But, according to a Canada Life survey, only 32% of UK consumers over 55 sought financial advice before accessing their pensions.
“It is undoubtedly the case that people do not appreciate the potential value of financial advice,” Steve Webb, director of policy at Royal London, told International Adviser. “For people with meaningful pensions pots, we need to see greater take-up of advice not just at the point of retirement but also through a retirement, which can easily last for several decades.”
Ian Browne, pensions expert at Quilter, also told IA: “Importantly, the first step on the road to making people realise how important financial advice is, is boosting people’s engagement with their pensions.

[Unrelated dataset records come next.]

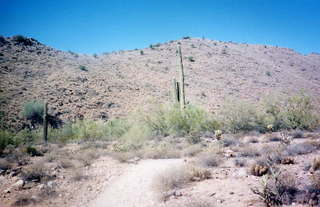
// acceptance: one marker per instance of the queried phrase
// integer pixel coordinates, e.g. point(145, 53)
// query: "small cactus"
point(218, 133)
point(259, 170)
point(287, 161)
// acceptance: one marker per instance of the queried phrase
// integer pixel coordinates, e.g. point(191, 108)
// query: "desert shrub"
point(4, 165)
point(229, 141)
point(6, 138)
point(208, 159)
point(241, 116)
point(116, 128)
point(169, 119)
point(259, 169)
point(78, 175)
point(161, 150)
point(192, 150)
point(274, 139)
point(19, 39)
point(249, 151)
point(37, 172)
point(87, 157)
point(240, 162)
point(88, 129)
point(83, 68)
point(33, 111)
point(2, 39)
point(297, 134)
point(27, 137)
point(300, 149)
point(198, 173)
point(316, 164)
point(172, 178)
point(300, 113)
point(191, 59)
point(24, 200)
point(123, 156)
point(32, 151)
point(198, 203)
point(66, 163)
point(277, 189)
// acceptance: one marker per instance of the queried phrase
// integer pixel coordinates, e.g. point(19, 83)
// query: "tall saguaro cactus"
point(176, 91)
point(45, 122)
point(182, 97)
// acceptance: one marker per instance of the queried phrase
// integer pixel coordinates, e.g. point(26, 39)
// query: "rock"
point(29, 185)
point(18, 185)
point(8, 190)
point(229, 153)
point(51, 184)
point(134, 160)
point(241, 173)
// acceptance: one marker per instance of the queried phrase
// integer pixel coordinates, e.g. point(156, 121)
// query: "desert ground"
point(248, 136)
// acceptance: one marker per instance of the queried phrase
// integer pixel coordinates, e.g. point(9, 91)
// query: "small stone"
point(7, 190)
point(18, 185)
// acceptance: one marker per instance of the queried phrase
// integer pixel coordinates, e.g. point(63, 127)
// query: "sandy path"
point(134, 187)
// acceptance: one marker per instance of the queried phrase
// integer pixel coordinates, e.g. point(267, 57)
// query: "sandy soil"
point(134, 187)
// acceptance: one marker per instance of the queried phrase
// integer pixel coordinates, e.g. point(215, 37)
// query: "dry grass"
point(24, 200)
point(277, 189)
point(177, 177)
point(300, 149)
point(240, 162)
point(162, 151)
point(199, 173)
point(316, 164)
point(5, 165)
point(78, 175)
point(194, 203)
point(171, 179)
point(36, 172)
point(123, 156)
point(66, 163)
point(198, 203)
point(249, 151)
point(259, 170)
point(229, 141)
point(87, 157)
point(192, 150)
point(207, 159)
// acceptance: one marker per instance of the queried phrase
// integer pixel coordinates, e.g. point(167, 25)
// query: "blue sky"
point(98, 26)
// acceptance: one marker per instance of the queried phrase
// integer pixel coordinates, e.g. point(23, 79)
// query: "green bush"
point(83, 68)
point(33, 111)
point(19, 39)
point(300, 113)
point(87, 129)
point(169, 119)
point(241, 116)
point(6, 138)
point(115, 128)
point(295, 112)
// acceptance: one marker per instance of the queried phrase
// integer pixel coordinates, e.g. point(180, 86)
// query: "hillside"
point(113, 84)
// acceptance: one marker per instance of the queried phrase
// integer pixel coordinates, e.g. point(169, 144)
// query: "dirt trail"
point(134, 187)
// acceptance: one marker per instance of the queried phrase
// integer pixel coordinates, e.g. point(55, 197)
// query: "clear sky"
point(96, 26)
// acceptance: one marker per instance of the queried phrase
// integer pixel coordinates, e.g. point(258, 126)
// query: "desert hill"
point(113, 84)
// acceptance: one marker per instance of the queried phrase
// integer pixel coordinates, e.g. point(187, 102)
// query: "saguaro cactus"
point(182, 98)
point(45, 122)
point(176, 91)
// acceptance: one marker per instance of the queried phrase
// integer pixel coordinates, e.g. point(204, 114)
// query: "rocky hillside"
point(113, 84)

“Doing this will subsequently lead to them realising that seeking help is likely the best course of action when entering into drawdown, as they will understand quite how many potential pitfalls there are and the ramifications of making a wrong move.”
DIY financial advice
Canada Life surveyed 505 people over the age of 55 and found 44% said they have enough confidence in what they were doing to not go to an adviser.
The size of the pension also has a role to play in deciding whether to consider advice, with one in four people (26%) saying their pension pot wasn’t big enough to need advice.
Some 22% of respondents were also put off by the cost.
Trust remains a barrier for one in five people (20%).
“People might be put off by the cost of advice; however, they should really be thinking about how much money they can save by taking financial advice,” said Browne. “For example, would you pay £500 for advice if it saved you £1,000 in tax?”
Webb added: “It is understandable that those with relatively small pension pots decide that the cost of taking full financial advice would eat up too much of their modest pension pot.
“But there is a big danger of over-confidence, with people failing to realise the implications of their choices, not least with regarding to the tax consequences of large withdrawals.”